Before you get in the water, here are a few important cues to help you maintain great form and proper alignment.

Correct Water Jogging/Running Mechanics. Begin running in chest deep or transition level water with your aqua belt tightly worn around your waist. Maintain good posture or “Neutral Spine” by having your ears stacked directly over your shoulders, hips, and knees. Make sure your shoulders are slightly down and stable. Keep your breast bone slightly lifted, and abs pulled in while keeping a continuous Kegel or pelvic floor “pull-up” at all times.

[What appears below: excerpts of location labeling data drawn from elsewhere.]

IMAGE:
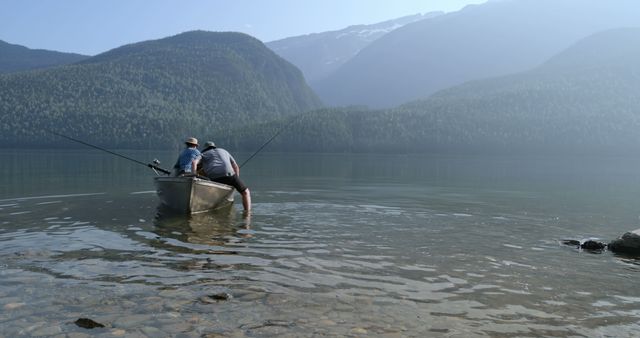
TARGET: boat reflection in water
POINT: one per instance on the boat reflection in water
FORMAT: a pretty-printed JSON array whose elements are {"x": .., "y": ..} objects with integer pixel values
[{"x": 218, "y": 227}]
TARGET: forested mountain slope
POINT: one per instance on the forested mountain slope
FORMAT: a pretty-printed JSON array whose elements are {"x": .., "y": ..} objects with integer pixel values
[
  {"x": 583, "y": 100},
  {"x": 154, "y": 93},
  {"x": 15, "y": 58}
]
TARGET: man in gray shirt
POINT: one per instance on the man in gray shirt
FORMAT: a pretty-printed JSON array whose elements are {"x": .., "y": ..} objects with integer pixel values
[{"x": 219, "y": 166}]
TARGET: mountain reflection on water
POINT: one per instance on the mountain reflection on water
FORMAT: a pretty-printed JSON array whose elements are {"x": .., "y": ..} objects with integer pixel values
[{"x": 466, "y": 247}]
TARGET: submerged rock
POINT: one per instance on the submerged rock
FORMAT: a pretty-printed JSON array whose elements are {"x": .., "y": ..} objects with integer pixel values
[
  {"x": 221, "y": 296},
  {"x": 628, "y": 244},
  {"x": 593, "y": 245},
  {"x": 87, "y": 323},
  {"x": 589, "y": 244}
]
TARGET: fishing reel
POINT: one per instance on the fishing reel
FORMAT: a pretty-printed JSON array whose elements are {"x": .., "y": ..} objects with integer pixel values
[{"x": 155, "y": 165}]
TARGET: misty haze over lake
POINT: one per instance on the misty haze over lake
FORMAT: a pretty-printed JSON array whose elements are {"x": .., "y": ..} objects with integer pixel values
[{"x": 412, "y": 176}]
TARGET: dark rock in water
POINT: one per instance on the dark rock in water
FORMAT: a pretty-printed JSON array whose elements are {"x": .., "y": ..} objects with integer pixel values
[
  {"x": 216, "y": 297},
  {"x": 593, "y": 245},
  {"x": 571, "y": 242},
  {"x": 628, "y": 244},
  {"x": 88, "y": 323}
]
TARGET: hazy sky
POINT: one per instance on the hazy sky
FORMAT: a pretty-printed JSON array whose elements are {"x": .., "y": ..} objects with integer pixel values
[{"x": 94, "y": 26}]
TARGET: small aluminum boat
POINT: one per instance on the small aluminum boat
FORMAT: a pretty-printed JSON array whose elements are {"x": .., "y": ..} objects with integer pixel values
[{"x": 192, "y": 195}]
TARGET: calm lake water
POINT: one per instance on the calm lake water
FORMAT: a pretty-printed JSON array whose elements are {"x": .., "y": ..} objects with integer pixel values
[{"x": 337, "y": 245}]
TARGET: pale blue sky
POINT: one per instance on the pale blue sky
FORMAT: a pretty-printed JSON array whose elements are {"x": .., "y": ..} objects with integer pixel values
[{"x": 92, "y": 26}]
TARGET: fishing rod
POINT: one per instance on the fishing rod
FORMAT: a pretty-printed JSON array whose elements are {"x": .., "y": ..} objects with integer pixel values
[
  {"x": 153, "y": 165},
  {"x": 269, "y": 141}
]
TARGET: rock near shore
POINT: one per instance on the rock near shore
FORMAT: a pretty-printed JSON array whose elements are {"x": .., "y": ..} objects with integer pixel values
[{"x": 628, "y": 244}]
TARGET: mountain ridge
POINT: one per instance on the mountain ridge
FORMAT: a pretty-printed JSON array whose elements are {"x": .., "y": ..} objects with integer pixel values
[
  {"x": 193, "y": 82},
  {"x": 16, "y": 58}
]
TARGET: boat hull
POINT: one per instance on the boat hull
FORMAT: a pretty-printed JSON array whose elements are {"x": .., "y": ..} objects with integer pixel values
[{"x": 191, "y": 194}]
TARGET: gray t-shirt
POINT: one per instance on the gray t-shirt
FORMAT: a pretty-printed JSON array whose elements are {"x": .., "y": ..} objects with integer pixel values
[{"x": 216, "y": 163}]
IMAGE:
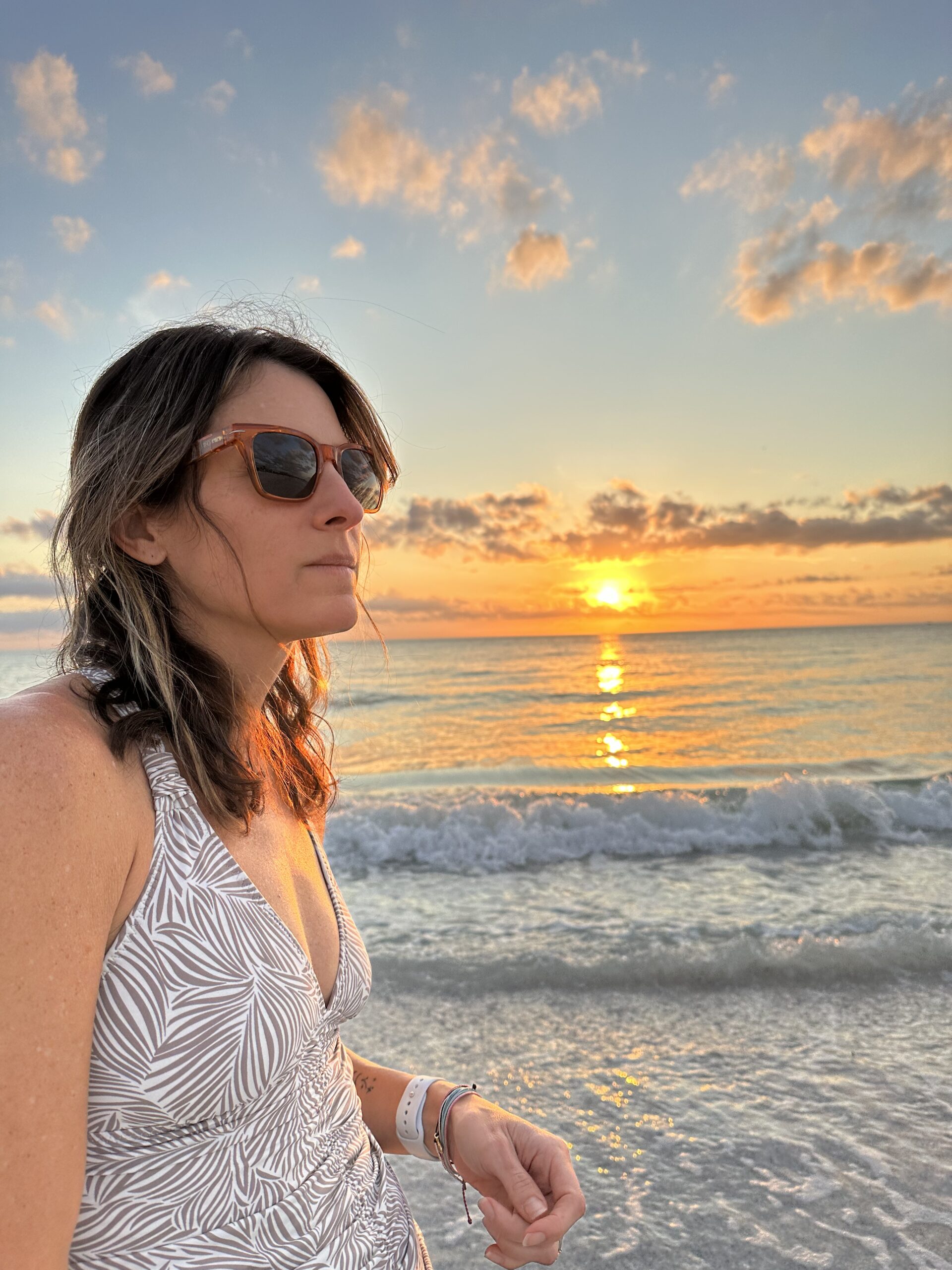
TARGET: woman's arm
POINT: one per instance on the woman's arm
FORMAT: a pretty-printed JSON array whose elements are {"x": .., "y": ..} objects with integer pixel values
[
  {"x": 380, "y": 1090},
  {"x": 64, "y": 867}
]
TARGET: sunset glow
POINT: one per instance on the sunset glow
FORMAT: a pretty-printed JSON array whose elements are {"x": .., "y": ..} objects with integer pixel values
[{"x": 660, "y": 342}]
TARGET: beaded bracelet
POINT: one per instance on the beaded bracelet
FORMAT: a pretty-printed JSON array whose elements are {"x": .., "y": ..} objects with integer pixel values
[{"x": 440, "y": 1136}]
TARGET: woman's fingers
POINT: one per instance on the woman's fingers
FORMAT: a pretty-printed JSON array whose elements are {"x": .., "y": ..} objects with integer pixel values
[
  {"x": 521, "y": 1188},
  {"x": 508, "y": 1230},
  {"x": 569, "y": 1202}
]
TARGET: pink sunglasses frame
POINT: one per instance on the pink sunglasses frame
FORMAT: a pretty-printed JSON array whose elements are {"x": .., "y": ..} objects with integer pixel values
[{"x": 238, "y": 434}]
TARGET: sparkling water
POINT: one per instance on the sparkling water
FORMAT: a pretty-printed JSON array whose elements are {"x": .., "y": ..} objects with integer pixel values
[{"x": 685, "y": 901}]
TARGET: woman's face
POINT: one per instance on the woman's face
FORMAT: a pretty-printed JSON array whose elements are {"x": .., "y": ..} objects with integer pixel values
[{"x": 281, "y": 545}]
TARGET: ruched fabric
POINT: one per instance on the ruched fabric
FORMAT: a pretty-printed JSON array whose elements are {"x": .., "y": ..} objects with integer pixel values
[{"x": 224, "y": 1126}]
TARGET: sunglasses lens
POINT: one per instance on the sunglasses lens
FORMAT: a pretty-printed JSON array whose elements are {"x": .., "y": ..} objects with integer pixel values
[
  {"x": 286, "y": 466},
  {"x": 361, "y": 479}
]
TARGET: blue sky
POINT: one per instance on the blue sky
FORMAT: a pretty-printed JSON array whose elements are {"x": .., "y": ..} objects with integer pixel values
[{"x": 551, "y": 203}]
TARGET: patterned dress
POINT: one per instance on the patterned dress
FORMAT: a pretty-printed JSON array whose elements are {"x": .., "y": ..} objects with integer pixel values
[{"x": 224, "y": 1127}]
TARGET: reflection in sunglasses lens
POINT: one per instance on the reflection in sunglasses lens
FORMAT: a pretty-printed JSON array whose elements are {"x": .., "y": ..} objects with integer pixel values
[
  {"x": 361, "y": 478},
  {"x": 286, "y": 466}
]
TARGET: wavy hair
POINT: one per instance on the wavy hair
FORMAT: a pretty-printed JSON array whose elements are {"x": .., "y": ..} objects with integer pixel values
[{"x": 131, "y": 446}]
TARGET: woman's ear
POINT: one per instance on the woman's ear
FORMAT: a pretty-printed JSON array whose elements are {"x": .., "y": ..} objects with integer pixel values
[{"x": 137, "y": 534}]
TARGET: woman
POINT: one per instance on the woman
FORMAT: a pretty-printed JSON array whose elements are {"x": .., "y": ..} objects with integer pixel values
[{"x": 179, "y": 956}]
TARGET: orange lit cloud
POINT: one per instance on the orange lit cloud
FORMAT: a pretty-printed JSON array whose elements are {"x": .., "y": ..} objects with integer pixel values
[
  {"x": 903, "y": 154},
  {"x": 55, "y": 130},
  {"x": 754, "y": 178},
  {"x": 536, "y": 259},
  {"x": 40, "y": 525},
  {"x": 569, "y": 94},
  {"x": 908, "y": 143},
  {"x": 889, "y": 276},
  {"x": 375, "y": 159}
]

Your arms and legs should move in opposition, with the opposite arm and leg moving together. Lift your knees to 90 degrees, while pulling your arms directly forward and back-no side or lateral movement. The angle of the arm at the elbow remains the same. Movement is only at the shoulder, not elbow or wrist. Keep your thumbs up during entire arm swing. After you feel comfortable, and are able to maintain good form in chest level water, progress to running suspended (without your feet touching the bottom of the pool) in the deep end. After you’ve mastered good running form, try increasing your pace by running at a slow, medium, then fast speed. Sprint for 10 to 15 seconds max time in the water x6 sets or so. If your form crumbles, begin running again at a slower pace, working your way back to a sprint. If your feet slip at the bottom of the pool or blister, wear a pair of water running shoes.

Try running for 20 to 30 minutes at a hard to very hard intensity/pace. (RPE of 7-8). For variations you can add interval work with sprints for x number of seconds or count your arm swings (count only one arm) to measure your speed. Try 2 sets of 4 x 15 to 15 to 20 sec sprints with a 30-45 sec recovery between sets after your 20 to 30 minute water conditioning run. If you count your arm swings then try to decrease or negative split your arm swings.

Cross-Country Water Skiing. Begin in chest deep water by sliding your feet along the bottom of the pool, while swinging your fully extended arms in opposition. Maintain a Neutral Spine, and my Set Up at all times. Keep your palms facing backwards, and your hands forming a paddle to increase surface area or resistance. If you are wearing webbies then splay your fingers. When you feel comfortable in chest deep water, take it to the deep end making sure you keep good alignment including keeping your shoulders down and stable.